If there is some seasonal synergy between wind and solar, its not particularly strong, and the contention that the maximum share of renewable energy is achieved by building wind and not solar seems sound.
But the capacity factor threshold does require an adjustment. Recall the peak wind output was only 3238 MW, less than the nameplate capacity of 3753 MW. So we could build more capacity without fear of excess generation. Instead of spillage or storage being required at 29% wind share, we can accommodate a more generous 33% share. This greater share of wind energy is possible due to the geographic distribution of wind smoothing out some of the peaks.
There’s a lot of information in noise. Deducing the size of large scale weather systems from the power fluctuations is pretty cool, as is seeing the signature of spatial distribution of wind farms in a one-dimensional time series. Notably, a national wind fleet will not achieve full output due to geographical smoothing, but this smoothing also increases the capacity factor threshold for wind share a bit, from about 29% to 33%.
As expected, intermittency means wind contributes energy but not capacity to the grid, meaning wind acts as a fuel saver for fossil plants, which must increasingly shift to gas rather than coal as wind penetration grows, to accommodate higher ramp rates.

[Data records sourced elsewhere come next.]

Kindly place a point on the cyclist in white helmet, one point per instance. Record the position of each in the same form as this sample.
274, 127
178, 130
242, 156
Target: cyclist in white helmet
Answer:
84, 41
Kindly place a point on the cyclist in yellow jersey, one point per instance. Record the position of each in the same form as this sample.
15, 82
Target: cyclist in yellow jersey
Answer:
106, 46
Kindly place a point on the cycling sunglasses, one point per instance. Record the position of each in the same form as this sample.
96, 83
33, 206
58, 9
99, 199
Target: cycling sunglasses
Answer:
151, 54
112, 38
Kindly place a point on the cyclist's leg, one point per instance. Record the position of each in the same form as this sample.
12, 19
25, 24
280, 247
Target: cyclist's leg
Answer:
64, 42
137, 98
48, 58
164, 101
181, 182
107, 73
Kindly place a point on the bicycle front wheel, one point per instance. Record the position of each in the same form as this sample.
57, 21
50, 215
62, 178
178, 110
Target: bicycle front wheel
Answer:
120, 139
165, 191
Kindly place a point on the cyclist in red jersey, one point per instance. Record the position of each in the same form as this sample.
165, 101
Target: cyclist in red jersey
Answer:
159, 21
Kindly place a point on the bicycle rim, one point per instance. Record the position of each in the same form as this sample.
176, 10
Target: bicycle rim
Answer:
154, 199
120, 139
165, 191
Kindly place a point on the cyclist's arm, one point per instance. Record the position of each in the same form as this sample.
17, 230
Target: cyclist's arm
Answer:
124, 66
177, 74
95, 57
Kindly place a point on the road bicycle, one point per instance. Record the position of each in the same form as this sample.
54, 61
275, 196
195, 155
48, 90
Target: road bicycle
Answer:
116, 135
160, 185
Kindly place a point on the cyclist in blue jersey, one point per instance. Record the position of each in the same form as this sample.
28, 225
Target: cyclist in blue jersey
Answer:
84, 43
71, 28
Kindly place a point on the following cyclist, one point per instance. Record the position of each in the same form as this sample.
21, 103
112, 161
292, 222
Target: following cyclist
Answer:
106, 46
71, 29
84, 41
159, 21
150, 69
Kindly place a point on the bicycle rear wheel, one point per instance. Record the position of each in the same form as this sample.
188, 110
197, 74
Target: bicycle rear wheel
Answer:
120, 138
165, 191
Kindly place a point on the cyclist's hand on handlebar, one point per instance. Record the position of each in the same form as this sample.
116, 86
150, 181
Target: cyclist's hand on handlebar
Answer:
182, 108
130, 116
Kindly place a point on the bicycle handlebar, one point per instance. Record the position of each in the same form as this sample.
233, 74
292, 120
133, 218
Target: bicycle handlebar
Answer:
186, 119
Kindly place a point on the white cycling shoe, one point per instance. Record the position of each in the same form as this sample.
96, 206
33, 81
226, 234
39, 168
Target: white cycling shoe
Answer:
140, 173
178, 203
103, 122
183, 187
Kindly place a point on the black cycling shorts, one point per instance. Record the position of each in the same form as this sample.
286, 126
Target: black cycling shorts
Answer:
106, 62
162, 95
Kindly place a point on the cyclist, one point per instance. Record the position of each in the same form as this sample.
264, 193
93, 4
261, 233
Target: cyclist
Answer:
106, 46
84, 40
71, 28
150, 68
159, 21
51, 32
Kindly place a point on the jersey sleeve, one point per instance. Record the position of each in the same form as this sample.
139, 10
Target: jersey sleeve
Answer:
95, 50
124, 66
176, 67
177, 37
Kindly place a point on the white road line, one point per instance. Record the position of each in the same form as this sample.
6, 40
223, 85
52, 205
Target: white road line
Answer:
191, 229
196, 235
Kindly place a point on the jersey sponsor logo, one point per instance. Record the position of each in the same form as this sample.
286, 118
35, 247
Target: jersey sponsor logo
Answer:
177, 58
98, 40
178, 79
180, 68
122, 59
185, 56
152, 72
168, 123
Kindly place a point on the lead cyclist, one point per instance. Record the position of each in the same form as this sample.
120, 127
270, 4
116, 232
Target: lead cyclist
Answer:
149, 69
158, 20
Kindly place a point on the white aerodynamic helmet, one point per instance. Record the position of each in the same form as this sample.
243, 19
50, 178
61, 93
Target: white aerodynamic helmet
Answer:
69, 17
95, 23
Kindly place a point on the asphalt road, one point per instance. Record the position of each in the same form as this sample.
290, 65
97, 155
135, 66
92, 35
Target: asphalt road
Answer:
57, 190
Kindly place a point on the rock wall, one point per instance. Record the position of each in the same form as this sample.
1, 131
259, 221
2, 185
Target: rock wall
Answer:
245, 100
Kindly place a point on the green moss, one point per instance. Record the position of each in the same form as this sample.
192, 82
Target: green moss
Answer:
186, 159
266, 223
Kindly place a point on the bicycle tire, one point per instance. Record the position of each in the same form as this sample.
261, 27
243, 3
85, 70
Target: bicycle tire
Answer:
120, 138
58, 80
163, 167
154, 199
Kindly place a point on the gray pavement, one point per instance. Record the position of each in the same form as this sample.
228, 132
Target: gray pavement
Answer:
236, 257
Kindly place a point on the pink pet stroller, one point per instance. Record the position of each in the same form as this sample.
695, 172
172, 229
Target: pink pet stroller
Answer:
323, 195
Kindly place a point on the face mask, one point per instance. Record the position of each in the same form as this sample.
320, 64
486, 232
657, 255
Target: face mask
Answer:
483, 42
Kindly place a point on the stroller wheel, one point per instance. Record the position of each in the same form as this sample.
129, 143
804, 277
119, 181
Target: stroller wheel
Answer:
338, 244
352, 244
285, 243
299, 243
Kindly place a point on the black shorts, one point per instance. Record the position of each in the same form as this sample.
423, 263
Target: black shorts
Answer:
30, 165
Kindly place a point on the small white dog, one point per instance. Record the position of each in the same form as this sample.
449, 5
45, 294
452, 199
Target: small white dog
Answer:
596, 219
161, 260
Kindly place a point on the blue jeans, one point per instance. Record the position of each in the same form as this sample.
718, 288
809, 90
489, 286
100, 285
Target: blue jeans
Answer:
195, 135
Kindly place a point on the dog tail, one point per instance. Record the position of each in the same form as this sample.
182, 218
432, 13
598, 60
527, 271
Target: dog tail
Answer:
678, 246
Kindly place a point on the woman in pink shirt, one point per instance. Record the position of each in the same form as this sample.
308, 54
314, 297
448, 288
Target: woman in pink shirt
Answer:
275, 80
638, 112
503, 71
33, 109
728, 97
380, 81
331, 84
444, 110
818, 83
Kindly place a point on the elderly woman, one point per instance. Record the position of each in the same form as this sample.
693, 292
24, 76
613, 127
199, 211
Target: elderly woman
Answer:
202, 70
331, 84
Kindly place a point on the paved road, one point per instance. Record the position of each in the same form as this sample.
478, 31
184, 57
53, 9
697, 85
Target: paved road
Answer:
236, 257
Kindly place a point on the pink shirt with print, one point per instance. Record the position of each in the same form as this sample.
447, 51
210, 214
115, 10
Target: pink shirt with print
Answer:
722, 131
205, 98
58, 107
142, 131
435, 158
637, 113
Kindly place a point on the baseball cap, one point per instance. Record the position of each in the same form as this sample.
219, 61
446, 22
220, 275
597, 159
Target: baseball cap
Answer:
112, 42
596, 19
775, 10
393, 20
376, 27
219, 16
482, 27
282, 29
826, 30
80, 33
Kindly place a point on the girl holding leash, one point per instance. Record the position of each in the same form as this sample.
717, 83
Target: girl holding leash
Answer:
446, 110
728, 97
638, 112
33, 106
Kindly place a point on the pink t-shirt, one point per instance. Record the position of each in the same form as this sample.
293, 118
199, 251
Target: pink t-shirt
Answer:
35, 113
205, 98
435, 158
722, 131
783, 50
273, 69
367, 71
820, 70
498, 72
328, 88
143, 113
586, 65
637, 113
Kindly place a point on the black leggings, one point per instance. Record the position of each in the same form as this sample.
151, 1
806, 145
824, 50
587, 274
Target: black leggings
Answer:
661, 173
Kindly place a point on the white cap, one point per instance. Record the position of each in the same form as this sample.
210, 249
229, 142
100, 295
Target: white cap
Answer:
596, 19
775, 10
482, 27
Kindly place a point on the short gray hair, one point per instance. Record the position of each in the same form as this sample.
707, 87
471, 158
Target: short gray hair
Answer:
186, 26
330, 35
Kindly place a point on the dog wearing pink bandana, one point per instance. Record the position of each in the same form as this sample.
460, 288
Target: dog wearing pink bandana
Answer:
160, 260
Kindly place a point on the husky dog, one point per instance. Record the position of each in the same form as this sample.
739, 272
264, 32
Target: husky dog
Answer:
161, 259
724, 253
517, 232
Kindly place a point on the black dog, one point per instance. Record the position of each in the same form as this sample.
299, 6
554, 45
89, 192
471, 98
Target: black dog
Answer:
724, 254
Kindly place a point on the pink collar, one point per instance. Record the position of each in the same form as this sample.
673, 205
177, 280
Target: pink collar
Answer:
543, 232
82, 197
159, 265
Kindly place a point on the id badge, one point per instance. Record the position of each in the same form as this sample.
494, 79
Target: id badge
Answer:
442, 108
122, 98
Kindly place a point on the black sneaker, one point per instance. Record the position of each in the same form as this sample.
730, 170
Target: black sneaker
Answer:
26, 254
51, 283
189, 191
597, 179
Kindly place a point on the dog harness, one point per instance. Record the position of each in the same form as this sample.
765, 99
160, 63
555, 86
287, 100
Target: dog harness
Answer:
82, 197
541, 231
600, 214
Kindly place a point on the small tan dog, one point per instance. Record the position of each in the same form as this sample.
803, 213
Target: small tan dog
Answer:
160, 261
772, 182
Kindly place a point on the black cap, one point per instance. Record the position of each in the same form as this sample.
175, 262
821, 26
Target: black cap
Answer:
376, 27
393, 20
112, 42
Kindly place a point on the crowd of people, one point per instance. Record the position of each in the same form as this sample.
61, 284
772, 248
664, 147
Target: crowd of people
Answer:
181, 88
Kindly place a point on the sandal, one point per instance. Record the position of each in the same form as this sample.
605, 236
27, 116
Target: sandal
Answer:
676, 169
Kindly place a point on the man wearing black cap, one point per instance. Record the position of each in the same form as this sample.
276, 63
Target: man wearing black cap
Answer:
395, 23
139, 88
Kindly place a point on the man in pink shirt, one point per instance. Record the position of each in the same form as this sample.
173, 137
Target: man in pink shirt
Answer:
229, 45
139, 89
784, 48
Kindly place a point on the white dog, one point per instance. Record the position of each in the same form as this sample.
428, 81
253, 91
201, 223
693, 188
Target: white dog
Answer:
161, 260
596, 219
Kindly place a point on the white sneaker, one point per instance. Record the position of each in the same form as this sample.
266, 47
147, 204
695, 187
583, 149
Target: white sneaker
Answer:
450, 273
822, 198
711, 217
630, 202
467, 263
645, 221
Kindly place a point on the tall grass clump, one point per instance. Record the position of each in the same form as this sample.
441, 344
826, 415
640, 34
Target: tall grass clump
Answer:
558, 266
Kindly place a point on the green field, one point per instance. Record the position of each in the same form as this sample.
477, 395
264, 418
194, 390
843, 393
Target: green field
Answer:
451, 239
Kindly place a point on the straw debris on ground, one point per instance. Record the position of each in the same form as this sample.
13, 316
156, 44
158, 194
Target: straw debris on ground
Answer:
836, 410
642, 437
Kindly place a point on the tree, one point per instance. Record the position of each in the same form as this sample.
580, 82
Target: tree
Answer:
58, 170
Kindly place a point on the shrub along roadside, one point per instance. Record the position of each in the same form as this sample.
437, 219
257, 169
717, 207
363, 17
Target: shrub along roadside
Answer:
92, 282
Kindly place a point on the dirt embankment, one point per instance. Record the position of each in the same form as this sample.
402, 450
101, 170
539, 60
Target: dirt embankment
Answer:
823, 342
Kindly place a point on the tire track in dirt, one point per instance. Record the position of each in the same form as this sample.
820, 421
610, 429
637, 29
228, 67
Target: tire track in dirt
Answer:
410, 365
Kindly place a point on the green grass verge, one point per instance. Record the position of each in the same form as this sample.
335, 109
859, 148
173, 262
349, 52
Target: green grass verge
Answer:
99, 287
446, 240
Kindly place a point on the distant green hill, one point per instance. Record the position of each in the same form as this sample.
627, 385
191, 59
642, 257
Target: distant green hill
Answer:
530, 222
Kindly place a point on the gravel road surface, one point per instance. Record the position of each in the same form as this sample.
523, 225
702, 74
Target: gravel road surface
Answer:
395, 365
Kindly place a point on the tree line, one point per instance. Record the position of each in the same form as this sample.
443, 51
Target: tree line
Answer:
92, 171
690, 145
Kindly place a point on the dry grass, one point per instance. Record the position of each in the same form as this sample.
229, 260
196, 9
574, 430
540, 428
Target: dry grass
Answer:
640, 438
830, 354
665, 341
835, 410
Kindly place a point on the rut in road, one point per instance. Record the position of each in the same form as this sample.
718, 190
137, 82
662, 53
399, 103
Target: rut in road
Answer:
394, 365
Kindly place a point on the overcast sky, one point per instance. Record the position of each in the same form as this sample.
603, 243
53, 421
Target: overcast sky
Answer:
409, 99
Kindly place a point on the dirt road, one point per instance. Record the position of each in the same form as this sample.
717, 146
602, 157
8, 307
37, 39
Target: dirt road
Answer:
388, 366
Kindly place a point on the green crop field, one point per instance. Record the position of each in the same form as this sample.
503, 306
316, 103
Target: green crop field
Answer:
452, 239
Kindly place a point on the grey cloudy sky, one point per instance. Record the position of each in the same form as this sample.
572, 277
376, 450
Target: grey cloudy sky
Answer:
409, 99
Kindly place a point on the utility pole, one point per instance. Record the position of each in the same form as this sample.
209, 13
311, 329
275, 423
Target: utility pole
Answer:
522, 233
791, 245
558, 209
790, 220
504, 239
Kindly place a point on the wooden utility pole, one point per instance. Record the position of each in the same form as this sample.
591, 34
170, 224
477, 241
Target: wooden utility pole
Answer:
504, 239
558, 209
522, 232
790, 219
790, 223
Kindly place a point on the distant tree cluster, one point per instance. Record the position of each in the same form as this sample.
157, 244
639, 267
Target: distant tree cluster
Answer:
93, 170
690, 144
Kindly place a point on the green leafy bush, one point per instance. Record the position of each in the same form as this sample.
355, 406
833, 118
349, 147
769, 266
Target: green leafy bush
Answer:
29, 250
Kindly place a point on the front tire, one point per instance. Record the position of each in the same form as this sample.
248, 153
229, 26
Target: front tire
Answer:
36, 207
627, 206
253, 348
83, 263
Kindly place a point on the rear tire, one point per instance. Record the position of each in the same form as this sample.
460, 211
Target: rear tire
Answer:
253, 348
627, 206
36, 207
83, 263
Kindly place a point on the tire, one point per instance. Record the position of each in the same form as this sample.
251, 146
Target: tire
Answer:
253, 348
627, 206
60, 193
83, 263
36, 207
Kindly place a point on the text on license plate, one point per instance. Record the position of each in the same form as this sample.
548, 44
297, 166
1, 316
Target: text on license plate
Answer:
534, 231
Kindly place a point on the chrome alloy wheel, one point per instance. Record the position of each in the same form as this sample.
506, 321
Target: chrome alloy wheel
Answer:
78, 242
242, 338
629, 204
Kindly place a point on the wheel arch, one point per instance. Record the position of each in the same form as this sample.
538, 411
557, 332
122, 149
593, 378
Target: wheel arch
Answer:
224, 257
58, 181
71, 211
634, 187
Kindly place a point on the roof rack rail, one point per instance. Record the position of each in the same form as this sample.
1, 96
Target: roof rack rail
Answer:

The capacity factor does not show strong consistent variation across hours, days or months, and share of renewable energy is limited as Jenkins and Trembath describe. There is little evidence of a synergy between wind and solar in the Australian grid, supporting my earlier conclusion that a combination of wind and solar can displace less fossil energy than wind alone. If we really wanted to push towards maximum renewable energy, we would build wind and not solar, and variable renewables share could grow to about 33%.
The Australian Energy Market Operator Generation and Load data can be found at this page.
Five minute data for all generators can be extracted by parsing the SCADA data files in this directory. Data goes back a little over a year. Older data is not available – AEMO appear to delete the oldest files on this page on a daily basis.
AEMO lists all generators connected to the grid, by technology here, in the spreadsheet “Registration and Exemption List”, in the tab “generators and Scheduled Loads”. Each generator has a unique identifier, the DUID, allowing it to be located in the SCADA files.
The SCADA files contain a number of errors – in many files the output of many generators is double counted. A corrected data set was created by filtering out duplicate generator entries.
The data was extracted and analysed with python code using the excellent SciPy scientific python tools, iPython notebook, pandas data analysis library, with MatPlotLib and Seaborn data visualization libraries for plotting.